Perhaps it’s no wonder after a handful of Nature Notebooks in The Times a few years back, they gave up on me. Understandable. See extracts below, and make up your own mind. I now find it easier to say something in circa 60secs – follow the market they say, as concentration spans shrivel.
Side by side wildlife
Engaging, not tilting at wildlife
I’ve been involved with conflicts in conservation for some years now. It’s a hardcore place in modern ‘soft’ conservation terms. Too often we are ‘tilting at wildlife’ (think windmills) by exposing the matter, not the purpose.

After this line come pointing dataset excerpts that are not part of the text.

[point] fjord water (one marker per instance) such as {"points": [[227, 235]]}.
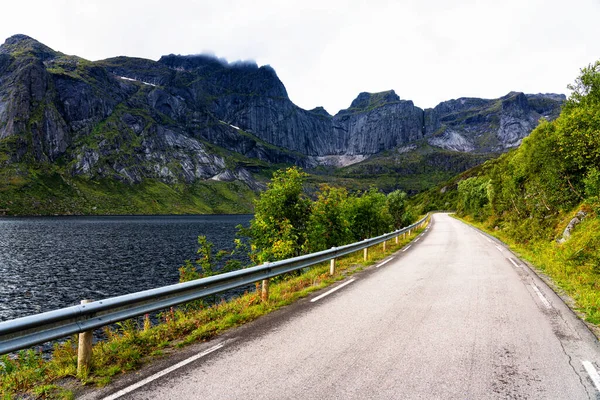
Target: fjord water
{"points": [[52, 262]]}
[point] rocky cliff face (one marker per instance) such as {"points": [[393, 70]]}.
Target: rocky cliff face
{"points": [[478, 125], [188, 118]]}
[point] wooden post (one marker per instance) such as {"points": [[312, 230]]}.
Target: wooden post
{"points": [[265, 290], [84, 350]]}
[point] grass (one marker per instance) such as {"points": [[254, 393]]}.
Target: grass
{"points": [[136, 343], [573, 267], [51, 192]]}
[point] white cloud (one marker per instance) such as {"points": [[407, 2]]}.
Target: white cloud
{"points": [[326, 52]]}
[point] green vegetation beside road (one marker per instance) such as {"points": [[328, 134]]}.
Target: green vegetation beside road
{"points": [[286, 223], [543, 199], [136, 343]]}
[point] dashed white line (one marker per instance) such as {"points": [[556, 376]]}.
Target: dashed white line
{"points": [[385, 262], [172, 368], [541, 296], [589, 367], [332, 290]]}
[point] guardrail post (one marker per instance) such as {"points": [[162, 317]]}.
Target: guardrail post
{"points": [[264, 296], [84, 350], [332, 267]]}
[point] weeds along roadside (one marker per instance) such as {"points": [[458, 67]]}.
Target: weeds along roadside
{"points": [[135, 344], [569, 266]]}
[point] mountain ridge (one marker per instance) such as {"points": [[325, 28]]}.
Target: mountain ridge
{"points": [[186, 119]]}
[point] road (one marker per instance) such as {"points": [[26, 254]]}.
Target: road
{"points": [[456, 316]]}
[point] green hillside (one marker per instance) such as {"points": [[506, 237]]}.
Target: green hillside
{"points": [[544, 197]]}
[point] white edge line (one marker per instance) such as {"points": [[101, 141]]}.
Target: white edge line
{"points": [[541, 296], [385, 262], [589, 367], [514, 263], [172, 368], [332, 290]]}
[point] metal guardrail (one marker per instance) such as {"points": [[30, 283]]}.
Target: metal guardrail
{"points": [[35, 329]]}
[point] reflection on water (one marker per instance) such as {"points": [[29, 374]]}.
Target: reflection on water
{"points": [[53, 262]]}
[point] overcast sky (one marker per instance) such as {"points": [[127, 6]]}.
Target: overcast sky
{"points": [[326, 52]]}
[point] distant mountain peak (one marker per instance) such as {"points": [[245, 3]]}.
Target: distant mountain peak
{"points": [[320, 111], [367, 100], [18, 44]]}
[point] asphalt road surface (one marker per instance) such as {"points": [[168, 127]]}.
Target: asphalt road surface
{"points": [[456, 316]]}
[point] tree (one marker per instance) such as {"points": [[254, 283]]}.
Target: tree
{"points": [[369, 215], [396, 203], [329, 222], [281, 213]]}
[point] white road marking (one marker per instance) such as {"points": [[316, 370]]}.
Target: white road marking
{"points": [[385, 262], [172, 368], [589, 367], [541, 296], [332, 290]]}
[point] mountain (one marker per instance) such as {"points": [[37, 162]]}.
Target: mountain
{"points": [[185, 120]]}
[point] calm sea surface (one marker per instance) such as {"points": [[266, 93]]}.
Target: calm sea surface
{"points": [[52, 262]]}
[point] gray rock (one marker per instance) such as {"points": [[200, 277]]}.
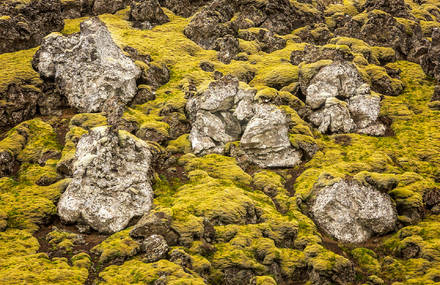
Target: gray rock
{"points": [[266, 140], [340, 102], [224, 113], [89, 67], [111, 182], [147, 13], [352, 213], [155, 248]]}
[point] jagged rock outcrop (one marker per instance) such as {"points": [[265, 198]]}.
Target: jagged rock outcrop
{"points": [[226, 112], [24, 26], [80, 8], [89, 68], [351, 212], [111, 181], [147, 13], [379, 28], [340, 102], [430, 62], [215, 27]]}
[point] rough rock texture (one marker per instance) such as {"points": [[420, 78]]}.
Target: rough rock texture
{"points": [[91, 70], [224, 113], [340, 102], [382, 29], [431, 62], [23, 26], [111, 182], [215, 27], [155, 248], [147, 13], [352, 213]]}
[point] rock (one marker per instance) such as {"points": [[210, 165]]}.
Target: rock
{"points": [[340, 102], [24, 26], [224, 113], [382, 29], [215, 27], [147, 13], [155, 248], [111, 181], [351, 212], [184, 8], [89, 68], [397, 8], [155, 223], [265, 139]]}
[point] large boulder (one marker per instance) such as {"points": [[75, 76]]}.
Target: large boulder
{"points": [[351, 212], [111, 181], [147, 13], [340, 102], [226, 112], [89, 68], [24, 24]]}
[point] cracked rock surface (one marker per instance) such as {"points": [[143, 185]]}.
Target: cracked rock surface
{"points": [[110, 183]]}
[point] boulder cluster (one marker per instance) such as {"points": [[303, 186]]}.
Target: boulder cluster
{"points": [[226, 112]]}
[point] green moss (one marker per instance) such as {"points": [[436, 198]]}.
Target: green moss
{"points": [[118, 246], [217, 166], [180, 145], [137, 272], [17, 68], [367, 260]]}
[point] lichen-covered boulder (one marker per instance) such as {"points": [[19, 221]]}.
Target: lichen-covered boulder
{"points": [[340, 102], [89, 67], [351, 212], [226, 112], [111, 181], [147, 13]]}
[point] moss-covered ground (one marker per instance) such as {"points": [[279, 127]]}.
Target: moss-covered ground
{"points": [[258, 216]]}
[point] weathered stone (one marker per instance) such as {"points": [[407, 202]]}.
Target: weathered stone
{"points": [[155, 248], [351, 212], [341, 103], [147, 13], [111, 181], [24, 26], [225, 113], [89, 67]]}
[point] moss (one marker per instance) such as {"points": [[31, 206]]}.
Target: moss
{"points": [[62, 241], [117, 247], [137, 272], [367, 260], [180, 145], [217, 166], [17, 68]]}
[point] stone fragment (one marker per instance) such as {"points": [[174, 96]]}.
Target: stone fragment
{"points": [[111, 181], [340, 102], [226, 112], [89, 67], [155, 248], [351, 212]]}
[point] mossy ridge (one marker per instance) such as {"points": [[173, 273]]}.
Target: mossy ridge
{"points": [[138, 272], [17, 68]]}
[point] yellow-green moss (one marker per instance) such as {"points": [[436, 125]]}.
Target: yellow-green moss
{"points": [[17, 68], [137, 272]]}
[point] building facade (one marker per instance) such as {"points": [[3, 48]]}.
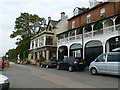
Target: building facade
{"points": [[91, 32], [44, 43]]}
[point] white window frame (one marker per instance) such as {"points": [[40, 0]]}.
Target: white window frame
{"points": [[73, 24], [102, 12], [89, 18]]}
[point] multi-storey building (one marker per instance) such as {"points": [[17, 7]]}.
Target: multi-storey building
{"points": [[44, 43], [91, 31]]}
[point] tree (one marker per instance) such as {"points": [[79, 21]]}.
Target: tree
{"points": [[26, 26]]}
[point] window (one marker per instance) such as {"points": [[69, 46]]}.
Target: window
{"points": [[73, 24], [36, 43], [49, 40], [89, 18], [101, 58], [41, 41], [102, 12], [113, 58], [33, 44]]}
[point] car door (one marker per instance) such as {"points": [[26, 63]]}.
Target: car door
{"points": [[100, 63], [112, 64]]}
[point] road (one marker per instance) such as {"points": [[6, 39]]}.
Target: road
{"points": [[30, 76]]}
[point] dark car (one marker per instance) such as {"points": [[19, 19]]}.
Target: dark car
{"points": [[71, 64], [49, 64]]}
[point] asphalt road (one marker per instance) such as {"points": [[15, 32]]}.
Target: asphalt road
{"points": [[30, 76]]}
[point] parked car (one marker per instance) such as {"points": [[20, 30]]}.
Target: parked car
{"points": [[1, 63], [4, 82], [49, 63], [107, 63], [71, 64]]}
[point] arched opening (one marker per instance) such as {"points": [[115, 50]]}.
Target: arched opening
{"points": [[98, 28], [79, 33], [92, 50], [87, 31], [76, 50], [108, 26], [112, 44], [108, 23], [87, 28], [117, 23], [62, 52]]}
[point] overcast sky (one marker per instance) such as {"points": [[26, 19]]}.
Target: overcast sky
{"points": [[11, 9]]}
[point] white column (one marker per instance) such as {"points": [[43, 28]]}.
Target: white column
{"points": [[92, 29], [68, 51], [34, 43], [47, 55], [38, 42], [38, 55]]}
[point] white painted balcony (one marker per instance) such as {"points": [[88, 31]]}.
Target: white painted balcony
{"points": [[95, 33]]}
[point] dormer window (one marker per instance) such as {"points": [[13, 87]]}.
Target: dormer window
{"points": [[102, 12], [89, 18], [75, 12], [73, 24]]}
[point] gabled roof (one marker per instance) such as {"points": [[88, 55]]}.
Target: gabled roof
{"points": [[41, 29], [53, 23], [87, 10]]}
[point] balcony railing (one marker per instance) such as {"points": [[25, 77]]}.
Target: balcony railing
{"points": [[94, 33]]}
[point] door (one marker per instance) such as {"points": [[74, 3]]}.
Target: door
{"points": [[113, 63], [100, 63]]}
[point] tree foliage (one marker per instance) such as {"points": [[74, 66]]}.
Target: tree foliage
{"points": [[26, 26]]}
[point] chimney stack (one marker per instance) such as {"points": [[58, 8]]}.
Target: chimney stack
{"points": [[62, 15]]}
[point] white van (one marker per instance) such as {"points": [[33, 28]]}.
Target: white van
{"points": [[4, 82], [107, 63]]}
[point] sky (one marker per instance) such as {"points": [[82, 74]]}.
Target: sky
{"points": [[11, 9]]}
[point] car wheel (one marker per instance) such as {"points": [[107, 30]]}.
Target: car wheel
{"points": [[47, 66], [93, 71], [70, 68], [58, 67]]}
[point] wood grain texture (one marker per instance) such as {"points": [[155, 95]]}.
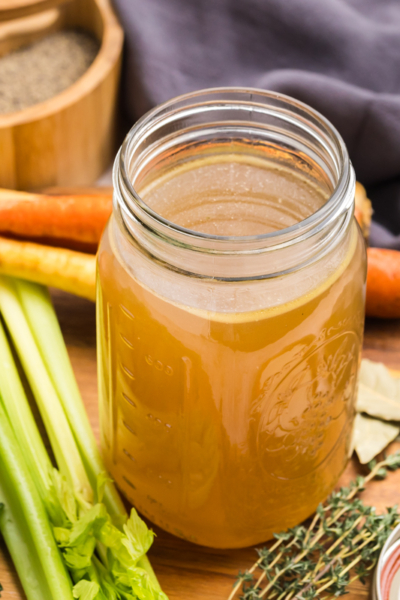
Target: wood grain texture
{"points": [[69, 138], [186, 571]]}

Ask these wildlife conservation signatories, George Monbiot, or even anyone seeking to release WT eagles in Norfolk. There’s plenty of fresh research (social) on this science page that could help us deal with human interests in helping wildlife.

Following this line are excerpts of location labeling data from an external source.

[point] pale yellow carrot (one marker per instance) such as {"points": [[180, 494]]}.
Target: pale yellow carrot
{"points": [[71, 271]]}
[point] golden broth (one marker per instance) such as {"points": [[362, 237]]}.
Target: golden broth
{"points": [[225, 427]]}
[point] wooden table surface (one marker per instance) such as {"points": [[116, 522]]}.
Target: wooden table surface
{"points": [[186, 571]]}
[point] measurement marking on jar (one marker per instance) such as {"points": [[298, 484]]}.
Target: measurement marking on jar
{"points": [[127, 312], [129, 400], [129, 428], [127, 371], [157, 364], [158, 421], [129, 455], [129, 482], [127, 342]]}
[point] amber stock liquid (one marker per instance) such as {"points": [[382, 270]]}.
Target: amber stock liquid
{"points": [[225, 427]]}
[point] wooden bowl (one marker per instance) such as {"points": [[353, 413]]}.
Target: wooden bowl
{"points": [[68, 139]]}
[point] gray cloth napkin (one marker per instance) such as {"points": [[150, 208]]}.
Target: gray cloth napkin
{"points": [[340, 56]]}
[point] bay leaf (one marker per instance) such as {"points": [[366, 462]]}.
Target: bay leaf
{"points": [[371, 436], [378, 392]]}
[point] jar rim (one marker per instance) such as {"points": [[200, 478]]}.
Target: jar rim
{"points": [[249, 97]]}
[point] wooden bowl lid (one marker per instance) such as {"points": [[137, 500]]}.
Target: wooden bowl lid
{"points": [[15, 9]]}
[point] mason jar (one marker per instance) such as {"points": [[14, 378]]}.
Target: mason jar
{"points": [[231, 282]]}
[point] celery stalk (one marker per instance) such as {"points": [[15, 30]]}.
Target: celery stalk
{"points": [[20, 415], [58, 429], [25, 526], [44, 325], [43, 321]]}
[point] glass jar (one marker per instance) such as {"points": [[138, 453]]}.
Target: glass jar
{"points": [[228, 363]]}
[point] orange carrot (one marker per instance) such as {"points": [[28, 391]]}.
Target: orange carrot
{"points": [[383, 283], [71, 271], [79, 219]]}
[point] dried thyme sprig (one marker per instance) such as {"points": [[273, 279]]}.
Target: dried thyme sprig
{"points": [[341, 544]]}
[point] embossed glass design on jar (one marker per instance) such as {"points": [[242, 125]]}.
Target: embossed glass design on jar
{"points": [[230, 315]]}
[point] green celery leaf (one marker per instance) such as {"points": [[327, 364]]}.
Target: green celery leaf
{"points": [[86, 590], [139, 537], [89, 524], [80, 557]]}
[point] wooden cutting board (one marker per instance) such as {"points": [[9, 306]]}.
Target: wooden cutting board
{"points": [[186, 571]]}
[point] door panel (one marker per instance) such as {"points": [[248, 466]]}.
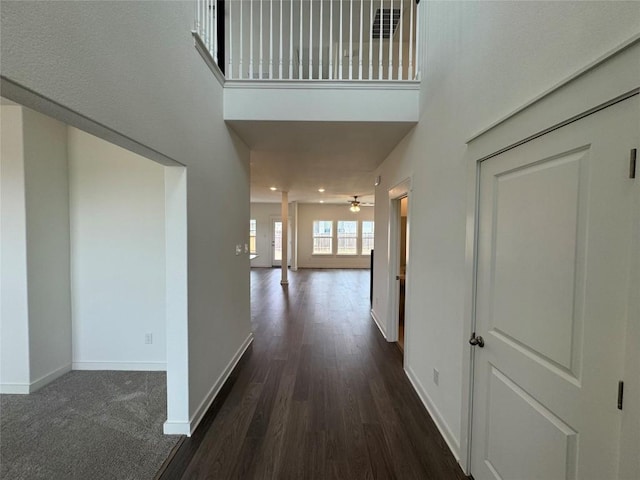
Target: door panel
{"points": [[276, 243], [516, 418], [554, 230], [537, 230]]}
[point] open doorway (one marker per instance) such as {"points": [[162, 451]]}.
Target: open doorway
{"points": [[399, 226], [276, 242], [98, 279], [402, 269]]}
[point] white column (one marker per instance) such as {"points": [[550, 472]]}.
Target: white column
{"points": [[294, 236], [285, 238]]}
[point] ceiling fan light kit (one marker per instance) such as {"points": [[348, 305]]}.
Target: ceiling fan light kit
{"points": [[355, 205]]}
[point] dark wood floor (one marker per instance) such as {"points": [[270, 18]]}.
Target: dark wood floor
{"points": [[320, 395]]}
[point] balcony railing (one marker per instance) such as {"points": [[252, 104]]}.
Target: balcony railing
{"points": [[311, 39]]}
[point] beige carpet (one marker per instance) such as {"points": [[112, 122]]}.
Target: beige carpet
{"points": [[86, 425]]}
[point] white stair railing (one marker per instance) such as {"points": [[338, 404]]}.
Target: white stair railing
{"points": [[312, 39]]}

“It may seem paradoxical, but by adopting a cooperative mindset, you are more likely to get what you want“Harvard Negotiation School
a book informed by evidence in building trust for conservation
Comments off, conversation on
Healthy conservation partnerships generally seem to be fostered closer to the ground roots. Away from middle management, media PR, membership recruitment departments, single issue campaigners etc. (all important valid roles but at times a gatekeeper to pragmatic works for wildlife.)
There’s no need to be alarmed by the image above – as researchers, wildlife conservation scientists often work together much more than the media let you know. Here’s one 25 yr project in the uplands and a 20 yr one in the lowlands.
Nature-based media, heads up!
Much of this is work in progress at grassroots which is why I headed this ‘nature-based chainsaws’.
Because we humans are integral to nature-based actions: whether feeding ourselves, walking in parks, controlling rats, flushing toilets, releasing beavers, growing trees, saving curlews, wilding hillsides, dealing with flooding.
We just have to get smarter about how we interface with both nature and ourselves while harvesting not exploiting natural resources on more levels than ever before.